Although Penguin’s Little Black Classics series largely selects from previously published Penguin Classics, Seven Hanged is a new translation of Leonid Andreyev’s novella by Anthony Briggs. Its title neatly summarises the events described within – originally published in 1908, it gives us insight into the cruelty and repression which would lead to the Russian Revolution. Five of those sentenced to hang are ‘terrorists’, caught in the act of attempting to assassinate a government minister – but, whereas lesser writers may have focussed only on their story, Andreyev adds two ordinary criminals to the gallows.
In fact he begins the story from an entirely different perspective, that of the targeted minister in the discovered plot. This allows Andreyev to sneak up on his theme, death (rather like an assassin) as the minister considers the repeated warnings that he was to be killed at one o’clock:
“And it’s not death that’s terrifying, only my knowing about it. And it would be totally impossible to live if a man were to know with complete certainty the date and time when he was sure to die.”

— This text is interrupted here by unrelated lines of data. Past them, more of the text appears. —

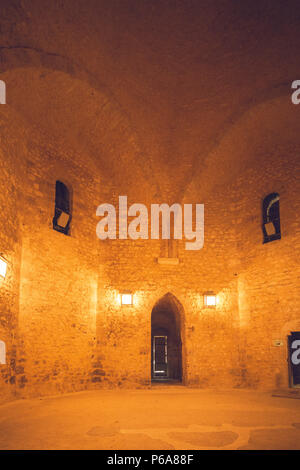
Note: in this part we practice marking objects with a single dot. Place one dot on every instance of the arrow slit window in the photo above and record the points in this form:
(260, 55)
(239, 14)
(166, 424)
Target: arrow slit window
(62, 213)
(271, 218)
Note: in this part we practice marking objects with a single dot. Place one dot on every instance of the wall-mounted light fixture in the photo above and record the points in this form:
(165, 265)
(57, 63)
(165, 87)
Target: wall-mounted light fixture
(210, 299)
(3, 267)
(126, 298)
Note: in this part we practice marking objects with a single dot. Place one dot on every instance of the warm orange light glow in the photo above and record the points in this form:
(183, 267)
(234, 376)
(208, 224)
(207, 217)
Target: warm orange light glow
(3, 267)
(126, 299)
(210, 300)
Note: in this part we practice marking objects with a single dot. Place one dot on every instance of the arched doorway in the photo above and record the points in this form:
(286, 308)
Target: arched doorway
(166, 342)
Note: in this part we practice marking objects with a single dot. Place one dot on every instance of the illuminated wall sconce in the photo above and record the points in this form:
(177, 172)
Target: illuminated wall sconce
(126, 298)
(3, 267)
(210, 299)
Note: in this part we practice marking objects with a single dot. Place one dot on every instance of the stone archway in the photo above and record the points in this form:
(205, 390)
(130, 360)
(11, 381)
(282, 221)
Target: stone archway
(166, 340)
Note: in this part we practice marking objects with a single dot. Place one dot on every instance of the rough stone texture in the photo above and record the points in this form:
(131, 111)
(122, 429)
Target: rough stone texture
(162, 103)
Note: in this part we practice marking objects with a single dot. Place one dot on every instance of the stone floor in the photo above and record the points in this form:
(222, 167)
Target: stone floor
(165, 417)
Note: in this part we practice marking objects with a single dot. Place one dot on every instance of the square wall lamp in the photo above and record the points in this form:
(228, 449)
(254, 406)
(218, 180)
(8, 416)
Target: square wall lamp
(126, 298)
(3, 267)
(210, 299)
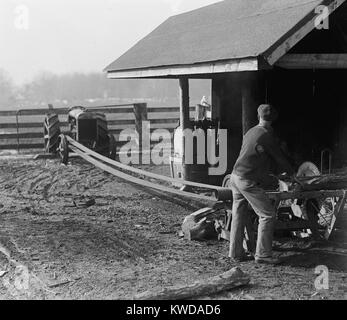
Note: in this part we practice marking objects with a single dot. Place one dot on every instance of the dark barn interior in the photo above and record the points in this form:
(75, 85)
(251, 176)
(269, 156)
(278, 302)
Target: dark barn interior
(311, 101)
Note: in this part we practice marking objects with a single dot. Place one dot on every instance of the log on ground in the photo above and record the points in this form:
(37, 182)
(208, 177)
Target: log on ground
(227, 281)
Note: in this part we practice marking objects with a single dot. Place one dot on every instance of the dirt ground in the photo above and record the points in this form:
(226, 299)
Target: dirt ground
(56, 243)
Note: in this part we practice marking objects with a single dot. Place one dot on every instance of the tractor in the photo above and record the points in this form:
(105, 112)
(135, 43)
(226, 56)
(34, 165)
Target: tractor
(86, 127)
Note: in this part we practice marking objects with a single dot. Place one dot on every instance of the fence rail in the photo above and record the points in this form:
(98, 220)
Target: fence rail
(23, 129)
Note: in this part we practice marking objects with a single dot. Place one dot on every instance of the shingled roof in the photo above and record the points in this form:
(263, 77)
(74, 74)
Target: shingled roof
(221, 37)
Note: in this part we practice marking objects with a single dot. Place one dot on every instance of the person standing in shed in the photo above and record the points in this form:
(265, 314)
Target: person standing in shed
(259, 159)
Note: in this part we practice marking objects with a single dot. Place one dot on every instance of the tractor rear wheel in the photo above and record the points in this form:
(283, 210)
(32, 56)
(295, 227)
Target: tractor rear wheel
(63, 149)
(112, 154)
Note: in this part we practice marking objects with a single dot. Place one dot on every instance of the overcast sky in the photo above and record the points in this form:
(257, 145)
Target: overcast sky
(64, 36)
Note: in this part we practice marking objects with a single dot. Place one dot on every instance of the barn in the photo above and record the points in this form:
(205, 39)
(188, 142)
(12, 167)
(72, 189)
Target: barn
(290, 53)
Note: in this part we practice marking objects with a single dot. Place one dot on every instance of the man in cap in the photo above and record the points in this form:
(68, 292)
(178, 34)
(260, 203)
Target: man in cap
(251, 176)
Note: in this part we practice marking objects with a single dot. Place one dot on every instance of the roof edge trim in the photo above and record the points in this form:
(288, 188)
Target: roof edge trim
(234, 65)
(288, 41)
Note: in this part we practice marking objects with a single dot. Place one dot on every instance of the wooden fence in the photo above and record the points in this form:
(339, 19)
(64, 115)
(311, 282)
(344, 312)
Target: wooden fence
(23, 129)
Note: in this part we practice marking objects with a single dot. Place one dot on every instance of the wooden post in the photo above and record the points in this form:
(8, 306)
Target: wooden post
(184, 119)
(141, 115)
(250, 100)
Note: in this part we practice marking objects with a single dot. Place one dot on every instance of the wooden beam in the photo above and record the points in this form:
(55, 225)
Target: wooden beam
(313, 61)
(289, 40)
(225, 282)
(234, 65)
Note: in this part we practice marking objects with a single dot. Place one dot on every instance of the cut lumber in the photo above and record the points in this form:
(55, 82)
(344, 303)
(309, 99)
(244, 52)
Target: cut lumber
(227, 281)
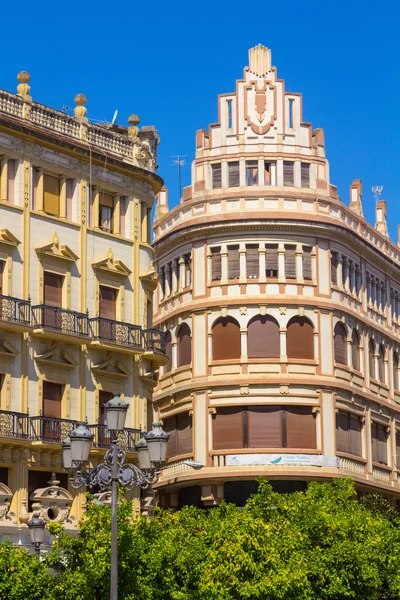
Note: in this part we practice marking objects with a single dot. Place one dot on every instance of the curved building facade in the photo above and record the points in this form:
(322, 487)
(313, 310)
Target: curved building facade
(281, 311)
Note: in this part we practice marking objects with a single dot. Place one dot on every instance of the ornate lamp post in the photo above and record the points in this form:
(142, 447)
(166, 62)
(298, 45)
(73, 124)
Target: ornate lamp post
(151, 449)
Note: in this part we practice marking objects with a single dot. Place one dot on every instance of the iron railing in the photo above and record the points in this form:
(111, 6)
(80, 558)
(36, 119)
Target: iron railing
(154, 340)
(15, 310)
(50, 429)
(13, 424)
(116, 332)
(103, 437)
(61, 319)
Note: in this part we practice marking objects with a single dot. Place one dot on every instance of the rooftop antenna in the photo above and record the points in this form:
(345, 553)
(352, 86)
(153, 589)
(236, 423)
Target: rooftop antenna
(179, 162)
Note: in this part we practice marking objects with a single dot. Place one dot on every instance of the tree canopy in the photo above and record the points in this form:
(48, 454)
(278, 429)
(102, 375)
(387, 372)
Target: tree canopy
(321, 544)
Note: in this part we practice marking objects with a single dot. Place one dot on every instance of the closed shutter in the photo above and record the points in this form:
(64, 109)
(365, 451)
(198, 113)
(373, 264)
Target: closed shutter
(305, 175)
(252, 262)
(52, 400)
(215, 264)
(307, 268)
(226, 342)
(300, 428)
(233, 174)
(228, 429)
(184, 433)
(216, 176)
(340, 344)
(264, 427)
(51, 195)
(288, 172)
(233, 262)
(290, 262)
(271, 260)
(342, 431)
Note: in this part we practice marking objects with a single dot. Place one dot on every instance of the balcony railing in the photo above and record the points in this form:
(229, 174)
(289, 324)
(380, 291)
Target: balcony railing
(14, 310)
(154, 340)
(116, 332)
(60, 319)
(13, 424)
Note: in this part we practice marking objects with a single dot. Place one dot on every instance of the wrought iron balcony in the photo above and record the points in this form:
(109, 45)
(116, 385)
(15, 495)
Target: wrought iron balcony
(103, 437)
(50, 429)
(62, 320)
(116, 332)
(154, 340)
(14, 310)
(13, 424)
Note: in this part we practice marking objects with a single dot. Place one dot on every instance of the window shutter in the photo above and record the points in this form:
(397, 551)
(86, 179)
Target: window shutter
(290, 262)
(288, 172)
(252, 262)
(51, 195)
(271, 260)
(340, 344)
(216, 176)
(300, 428)
(263, 338)
(305, 175)
(215, 264)
(233, 262)
(228, 429)
(233, 174)
(184, 433)
(307, 268)
(264, 427)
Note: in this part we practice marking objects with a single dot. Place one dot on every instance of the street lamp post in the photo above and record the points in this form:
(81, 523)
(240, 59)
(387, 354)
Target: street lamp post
(151, 448)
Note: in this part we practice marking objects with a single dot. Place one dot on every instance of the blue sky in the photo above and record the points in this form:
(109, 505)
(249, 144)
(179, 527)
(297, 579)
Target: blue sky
(167, 62)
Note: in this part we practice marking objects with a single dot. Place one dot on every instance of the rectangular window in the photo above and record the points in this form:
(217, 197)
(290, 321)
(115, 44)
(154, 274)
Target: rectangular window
(288, 172)
(305, 174)
(216, 176)
(216, 264)
(51, 195)
(233, 174)
(251, 172)
(290, 262)
(106, 212)
(307, 265)
(252, 262)
(379, 444)
(233, 262)
(271, 261)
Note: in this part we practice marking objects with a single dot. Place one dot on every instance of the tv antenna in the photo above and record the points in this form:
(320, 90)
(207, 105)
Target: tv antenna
(179, 162)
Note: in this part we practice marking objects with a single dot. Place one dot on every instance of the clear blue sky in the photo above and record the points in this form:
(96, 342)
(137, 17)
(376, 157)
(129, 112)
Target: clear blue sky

This is, of course, the situation the condemned will soon find themselves in (to a point – all those sentenced to death must wait until a certain quota is reached (this is presumably the significance of the ‘seven’) before the executions will take place). We see them briefly in court as they are sentenced, three men and two women:
“In court all five behaved calmly; they were very serious-minded and very thoughtful… Their calmness was balanced against a need to shield their souls, and the great darkness about to descend upon them in death, from the vile, intrusive gaze of outsiders.”
Then we meet a different kind of killer: Ivan Yanson, an Estonian farm worker who attacks his master, stabbing him repeatedly in the back, and attempts to rape his mistress (she is too strong for him) only to be caught within the hour having had no escape (or indeed any) plan. Our seventh condemned man is ‘Gypsy Mike’, who might be described as a career criminal whose luck has finally run out:
“There were vague rumours of his implication in any number of other robberies and murders, and he had left behind him in his wake much blood and drunken depravity.”
Andreyev goes on to describe each prisoner’s reactions as they await their death alone, taking a chapter for each one. His approach throughout is to humanise his characters, making the impending executions seem more and more barbaric. On the way to be hanged he demonstrates their kindness to each other, for example, Werner, one of the ‘terrorists’, takes Yanson’s hand:
“It lay there, lifeless and stiff as a bit of board, and Yanson no longer tried to withdraw it.”
Another, Musya, agrees to be hanged with Gypsy Mike as they go up in pairs. By the end it’s difficult not to agree
“…it was barbarous to think that such a degree of routine human effort and efficiency should be applied to the hanging of people, and that the craziest deed on earth was being done in such a simple and rational manner.”
Seven Hanged in a tense, moving story which is strangely uplifting in moments. It suggests that Andreyev, a writer greatly neglected in English translation, deserves far more attention. It’s to be hoped that this might be the beginning of more of his work becoming available once again.